The A-Break weapon in its full glory
On visual merits the game has a mix of standout moments and only a few segments with poorly designed textures, the latter mostly during rail shooting sections. The first stage is particularly tame when compared with the rest of the game, which boasts some rather impressive backgrounds. The level of variety also follows the constant shift in scrolling perspectives, even though the highlights are reserved for the horizontal parts due to the best results in mixing 3D polygons and sprite art. In that sense Philosoma predates more famous shmups like Thunder Force V, R-Type Delta and Einhänder. An excellent example of graphical and musical prowess is the section in the 3rd stage/phase that starts with a descent in a diagonal shaft followed by gigantic fan blades and a fast scrolling area, ending with an awesome revolving background. Most of the time the music is of a subdued nature and works well with the graphical style, but some tracks (like the one of the section above) do shine a bit more.
As engaging and exciting as Philosoma visually is, it's kinda baffling that Sony let players down by finishing the game with one of the most anticlimactic final bosses I've ever seen. At first I thought an enormous, menacing creature would emerge from that huge dome, but the thing just fades away as the end movie starts rolling. The emphasis on the FMV snippets, which are unlocked in a special movie gallery as you advance through the stages, is also another aspect that irks me a little. Why not give some love to the scoring system, for example? Not only does the game ignore high scores completely, but the size and visibility of the score in that transparent HUD are horrible. I had a hard time getting a proper picture of my result as I was fighting the final boss.

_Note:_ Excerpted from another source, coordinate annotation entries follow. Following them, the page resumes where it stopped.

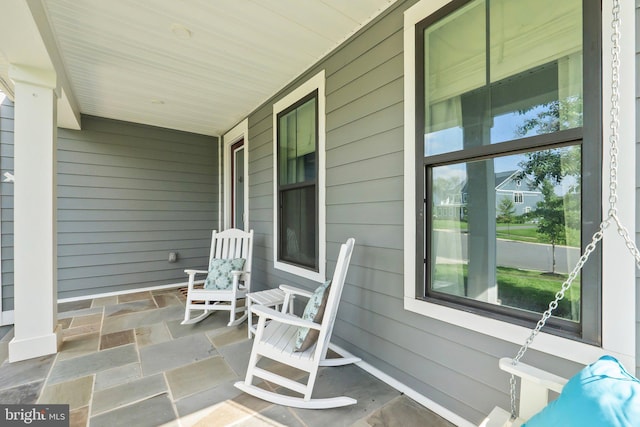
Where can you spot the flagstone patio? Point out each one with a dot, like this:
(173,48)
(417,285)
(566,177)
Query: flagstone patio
(126,360)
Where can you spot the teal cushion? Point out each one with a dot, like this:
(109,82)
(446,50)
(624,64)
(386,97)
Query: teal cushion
(219,277)
(601,394)
(314,311)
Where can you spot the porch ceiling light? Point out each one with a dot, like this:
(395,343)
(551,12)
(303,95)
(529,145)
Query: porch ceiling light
(180,31)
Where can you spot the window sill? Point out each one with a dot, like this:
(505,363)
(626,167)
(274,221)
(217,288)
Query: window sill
(316,276)
(547,343)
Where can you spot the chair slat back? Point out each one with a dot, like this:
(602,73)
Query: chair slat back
(335,293)
(232,243)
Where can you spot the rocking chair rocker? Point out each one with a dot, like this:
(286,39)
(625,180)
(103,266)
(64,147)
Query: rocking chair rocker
(277,341)
(227,245)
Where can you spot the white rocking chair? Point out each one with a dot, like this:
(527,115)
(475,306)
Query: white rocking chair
(228,244)
(276,340)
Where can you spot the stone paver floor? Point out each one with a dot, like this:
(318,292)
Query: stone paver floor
(127,361)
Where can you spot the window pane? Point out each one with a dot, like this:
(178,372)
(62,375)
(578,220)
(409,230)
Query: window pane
(298,218)
(506,231)
(527,83)
(297,144)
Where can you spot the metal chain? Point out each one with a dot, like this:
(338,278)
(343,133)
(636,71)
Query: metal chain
(612,214)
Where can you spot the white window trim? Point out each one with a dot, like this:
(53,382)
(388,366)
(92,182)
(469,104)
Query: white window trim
(618,299)
(240,131)
(316,82)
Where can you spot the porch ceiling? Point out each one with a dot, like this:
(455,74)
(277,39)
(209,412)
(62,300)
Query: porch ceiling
(193,65)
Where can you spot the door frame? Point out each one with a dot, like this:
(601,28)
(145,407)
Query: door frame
(239,132)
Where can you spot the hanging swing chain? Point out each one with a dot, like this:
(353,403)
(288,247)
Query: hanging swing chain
(612,214)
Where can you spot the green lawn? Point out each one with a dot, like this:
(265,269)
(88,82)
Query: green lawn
(525,289)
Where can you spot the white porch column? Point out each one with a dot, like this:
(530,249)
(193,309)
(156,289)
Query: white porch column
(35,245)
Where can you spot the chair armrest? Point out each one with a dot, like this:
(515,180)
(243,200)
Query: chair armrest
(534,375)
(269,313)
(296,291)
(240,273)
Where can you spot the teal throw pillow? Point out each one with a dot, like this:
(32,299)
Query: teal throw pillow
(313,311)
(219,277)
(602,394)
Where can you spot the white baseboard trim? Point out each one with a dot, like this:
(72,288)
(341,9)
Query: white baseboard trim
(129,291)
(424,401)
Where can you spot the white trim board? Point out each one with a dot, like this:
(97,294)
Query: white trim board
(618,299)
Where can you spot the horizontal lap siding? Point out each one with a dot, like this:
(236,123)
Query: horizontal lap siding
(455,368)
(127,196)
(6,202)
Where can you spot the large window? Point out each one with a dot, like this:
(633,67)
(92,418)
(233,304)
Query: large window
(299,226)
(508,141)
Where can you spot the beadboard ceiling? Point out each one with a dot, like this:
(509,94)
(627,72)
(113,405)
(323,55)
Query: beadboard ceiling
(194,65)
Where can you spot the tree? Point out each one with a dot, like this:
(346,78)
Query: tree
(552,222)
(506,210)
(558,214)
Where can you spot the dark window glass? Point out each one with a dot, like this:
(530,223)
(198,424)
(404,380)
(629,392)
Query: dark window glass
(297,183)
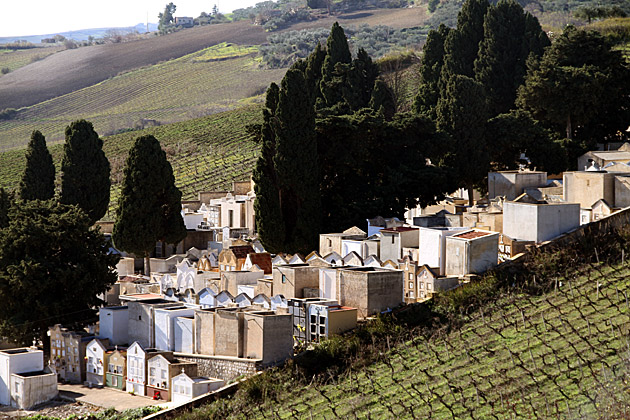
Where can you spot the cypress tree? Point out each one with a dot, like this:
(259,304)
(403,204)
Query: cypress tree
(85,170)
(579,87)
(361,78)
(335,66)
(462,44)
(313,72)
(269,223)
(296,164)
(382,100)
(502,61)
(462,112)
(430,70)
(149,209)
(53,266)
(38,179)
(5,205)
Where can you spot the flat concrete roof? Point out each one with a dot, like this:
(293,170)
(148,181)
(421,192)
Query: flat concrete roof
(472,234)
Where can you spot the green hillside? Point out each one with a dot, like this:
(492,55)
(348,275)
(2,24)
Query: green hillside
(522,354)
(206,153)
(209,81)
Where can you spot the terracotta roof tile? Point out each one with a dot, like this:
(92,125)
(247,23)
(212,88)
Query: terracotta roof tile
(241,251)
(262,260)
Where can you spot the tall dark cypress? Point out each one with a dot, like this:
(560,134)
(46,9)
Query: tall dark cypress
(361,78)
(5,204)
(335,66)
(85,170)
(149,209)
(313,72)
(269,223)
(296,164)
(462,44)
(430,70)
(462,112)
(502,62)
(38,179)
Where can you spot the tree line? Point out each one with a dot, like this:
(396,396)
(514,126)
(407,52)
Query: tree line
(54,260)
(335,151)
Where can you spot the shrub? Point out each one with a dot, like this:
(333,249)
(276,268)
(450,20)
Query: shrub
(286,48)
(7,114)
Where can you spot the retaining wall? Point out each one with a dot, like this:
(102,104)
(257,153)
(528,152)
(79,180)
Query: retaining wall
(226,368)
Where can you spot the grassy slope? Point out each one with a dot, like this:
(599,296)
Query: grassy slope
(202,83)
(71,70)
(14,59)
(550,356)
(206,153)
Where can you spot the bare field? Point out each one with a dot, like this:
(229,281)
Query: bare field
(71,70)
(14,59)
(177,90)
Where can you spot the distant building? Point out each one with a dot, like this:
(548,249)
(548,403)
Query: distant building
(97,355)
(540,221)
(603,158)
(394,239)
(433,246)
(67,353)
(471,252)
(116,369)
(371,290)
(511,184)
(184,21)
(161,372)
(113,324)
(233,258)
(332,242)
(185,388)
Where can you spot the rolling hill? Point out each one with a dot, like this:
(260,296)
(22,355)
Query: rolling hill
(71,70)
(206,153)
(205,82)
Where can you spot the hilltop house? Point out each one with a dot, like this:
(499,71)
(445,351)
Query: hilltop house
(539,221)
(161,372)
(185,388)
(233,258)
(137,358)
(471,252)
(332,242)
(67,353)
(395,239)
(97,359)
(116,369)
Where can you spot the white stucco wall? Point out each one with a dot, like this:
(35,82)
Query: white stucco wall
(165,326)
(347,246)
(511,184)
(26,361)
(471,256)
(114,324)
(136,369)
(328,283)
(539,222)
(183,332)
(433,246)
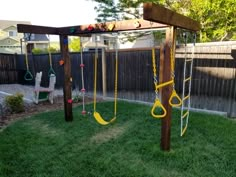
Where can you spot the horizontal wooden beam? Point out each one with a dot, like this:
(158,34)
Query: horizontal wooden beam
(110,27)
(85,30)
(160,14)
(22,28)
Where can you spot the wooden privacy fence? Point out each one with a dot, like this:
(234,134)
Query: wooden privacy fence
(213,83)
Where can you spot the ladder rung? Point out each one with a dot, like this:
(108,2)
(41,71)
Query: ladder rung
(185,98)
(187,79)
(185,114)
(184,130)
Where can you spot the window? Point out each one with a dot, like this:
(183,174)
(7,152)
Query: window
(12,33)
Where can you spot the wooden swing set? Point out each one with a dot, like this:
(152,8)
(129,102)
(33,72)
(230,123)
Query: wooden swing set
(154,16)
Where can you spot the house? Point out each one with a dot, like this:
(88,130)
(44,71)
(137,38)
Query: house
(13,42)
(108,42)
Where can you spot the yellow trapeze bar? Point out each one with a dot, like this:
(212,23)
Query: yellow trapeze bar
(185,98)
(164,84)
(175,95)
(100,120)
(156,105)
(184,130)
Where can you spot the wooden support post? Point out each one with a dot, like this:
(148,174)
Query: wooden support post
(67,78)
(166,92)
(162,58)
(104,73)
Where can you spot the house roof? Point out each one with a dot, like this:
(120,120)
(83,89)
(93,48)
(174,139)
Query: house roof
(7,23)
(37,37)
(90,44)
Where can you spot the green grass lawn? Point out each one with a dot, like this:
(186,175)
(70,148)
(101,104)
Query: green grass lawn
(46,146)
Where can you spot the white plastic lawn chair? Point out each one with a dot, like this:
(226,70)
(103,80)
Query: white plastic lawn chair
(42,93)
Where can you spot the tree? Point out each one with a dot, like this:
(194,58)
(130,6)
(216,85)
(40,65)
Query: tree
(217,17)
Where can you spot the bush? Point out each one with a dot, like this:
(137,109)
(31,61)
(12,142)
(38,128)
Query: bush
(15,103)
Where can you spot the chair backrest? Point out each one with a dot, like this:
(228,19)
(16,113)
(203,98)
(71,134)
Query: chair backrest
(38,80)
(52,81)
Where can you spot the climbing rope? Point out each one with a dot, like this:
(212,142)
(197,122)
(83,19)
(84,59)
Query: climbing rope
(157,103)
(28,75)
(82,76)
(174,95)
(51,70)
(96,115)
(185,111)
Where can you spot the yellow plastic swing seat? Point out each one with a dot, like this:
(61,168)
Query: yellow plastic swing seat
(100,120)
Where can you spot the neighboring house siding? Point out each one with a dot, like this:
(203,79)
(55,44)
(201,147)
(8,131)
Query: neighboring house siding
(8,42)
(10,39)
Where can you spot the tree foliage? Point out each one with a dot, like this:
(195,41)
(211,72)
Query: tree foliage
(217,17)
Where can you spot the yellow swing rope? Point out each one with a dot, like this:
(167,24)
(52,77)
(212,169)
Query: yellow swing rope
(97,115)
(28,75)
(51,70)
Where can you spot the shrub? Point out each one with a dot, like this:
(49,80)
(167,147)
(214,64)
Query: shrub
(15,102)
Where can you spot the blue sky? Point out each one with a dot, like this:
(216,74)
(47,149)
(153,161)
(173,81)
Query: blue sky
(55,13)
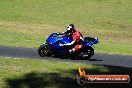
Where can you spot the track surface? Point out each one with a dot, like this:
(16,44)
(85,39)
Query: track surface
(98,58)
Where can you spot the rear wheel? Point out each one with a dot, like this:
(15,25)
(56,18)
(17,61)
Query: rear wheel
(44,50)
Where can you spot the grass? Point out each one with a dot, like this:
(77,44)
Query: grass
(28,23)
(36,73)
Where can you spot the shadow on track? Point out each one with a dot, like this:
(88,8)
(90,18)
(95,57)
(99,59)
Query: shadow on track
(21,52)
(10,51)
(46,80)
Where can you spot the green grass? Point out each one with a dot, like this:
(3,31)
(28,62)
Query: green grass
(36,73)
(28,23)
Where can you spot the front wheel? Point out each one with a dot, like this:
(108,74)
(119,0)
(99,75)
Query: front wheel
(44,50)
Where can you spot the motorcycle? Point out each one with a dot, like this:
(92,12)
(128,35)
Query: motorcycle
(52,46)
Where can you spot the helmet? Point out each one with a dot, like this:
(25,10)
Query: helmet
(70,27)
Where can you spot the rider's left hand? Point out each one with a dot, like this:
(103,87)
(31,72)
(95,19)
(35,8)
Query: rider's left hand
(61,44)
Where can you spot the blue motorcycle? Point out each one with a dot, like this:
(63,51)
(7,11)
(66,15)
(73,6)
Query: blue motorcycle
(52,46)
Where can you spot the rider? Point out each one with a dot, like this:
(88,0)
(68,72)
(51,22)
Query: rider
(77,38)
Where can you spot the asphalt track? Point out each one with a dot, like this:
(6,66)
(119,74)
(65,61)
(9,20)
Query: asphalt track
(98,58)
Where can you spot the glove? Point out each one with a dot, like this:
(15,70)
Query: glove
(61,44)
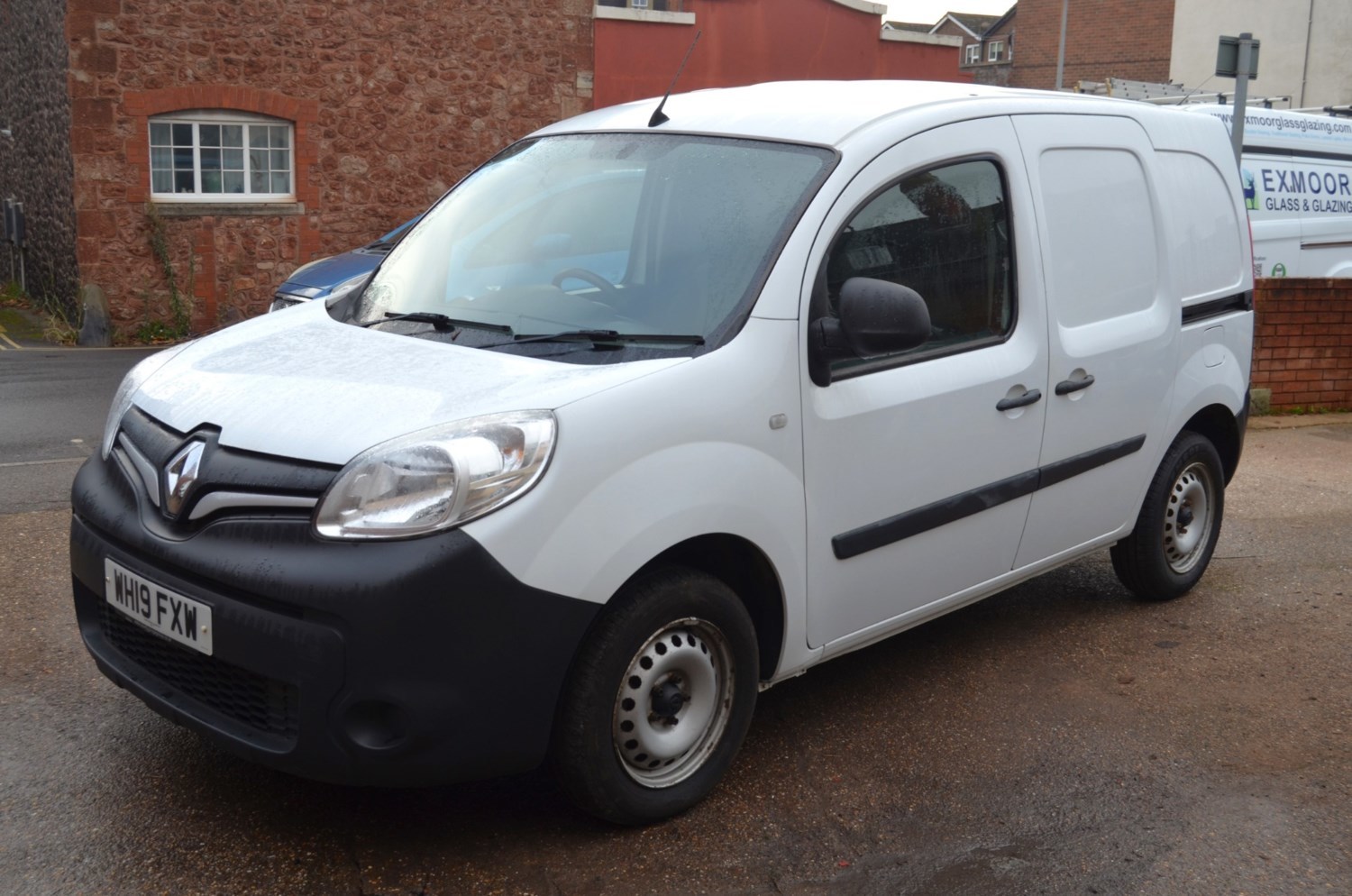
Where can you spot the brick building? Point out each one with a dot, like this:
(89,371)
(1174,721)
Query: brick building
(1103,38)
(989,57)
(184,159)
(206,151)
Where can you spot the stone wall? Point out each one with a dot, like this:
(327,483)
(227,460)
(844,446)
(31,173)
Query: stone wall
(35,161)
(392,105)
(1302,343)
(1103,40)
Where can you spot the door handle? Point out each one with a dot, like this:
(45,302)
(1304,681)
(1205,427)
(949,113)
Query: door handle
(1032,397)
(1065,387)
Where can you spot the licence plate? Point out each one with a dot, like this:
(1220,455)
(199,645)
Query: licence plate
(168,612)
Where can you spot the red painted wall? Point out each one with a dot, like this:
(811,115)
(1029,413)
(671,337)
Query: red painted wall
(749,41)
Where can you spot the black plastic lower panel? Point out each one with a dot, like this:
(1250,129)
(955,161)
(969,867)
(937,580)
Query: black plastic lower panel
(403,663)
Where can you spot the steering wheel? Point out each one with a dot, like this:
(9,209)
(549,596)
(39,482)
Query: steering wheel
(607,289)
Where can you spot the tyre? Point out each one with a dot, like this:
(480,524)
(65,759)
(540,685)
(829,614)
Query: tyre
(1181,519)
(659,699)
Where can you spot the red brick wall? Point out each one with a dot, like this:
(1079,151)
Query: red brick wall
(751,41)
(1103,38)
(392,105)
(1302,343)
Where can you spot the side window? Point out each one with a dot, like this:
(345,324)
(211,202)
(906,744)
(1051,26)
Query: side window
(945,234)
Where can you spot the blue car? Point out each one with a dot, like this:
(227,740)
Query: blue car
(335,275)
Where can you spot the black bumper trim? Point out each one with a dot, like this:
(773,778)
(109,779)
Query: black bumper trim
(407,663)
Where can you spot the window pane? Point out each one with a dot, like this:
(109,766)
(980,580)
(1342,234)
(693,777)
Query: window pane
(944,234)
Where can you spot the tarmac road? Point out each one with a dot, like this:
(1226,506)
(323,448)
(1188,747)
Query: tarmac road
(1057,738)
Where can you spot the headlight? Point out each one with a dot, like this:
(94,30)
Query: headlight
(437,479)
(134,380)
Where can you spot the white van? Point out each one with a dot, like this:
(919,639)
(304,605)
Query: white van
(1297,180)
(864,353)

It would be amazing if a worthy STG developer looked back at the great possibilities hinted by Philosoma. Fleshing out the graphics and adding a scoring system that goes beyond the kill'em all basic rule would do it for me. Recent titles like Astebreed follow the same structure, but somehow fail to capture the idea of the multiple perspective design like Philosoma did. After all, it manages to deliver great atmosphere with intense action and tight gameplay. It's a rarely seen experience that every fan of the genre should have the chance to try.
My best 1CC result on the Normal difficulty is below. The last sight you'll ever have of your score in any run is this one during the fight against the last boss. Depending on the chosen difficulty, different epilogues narrated by different characters appear in the end. Control inputs can be selected from six distinct preset configurations. I used type E.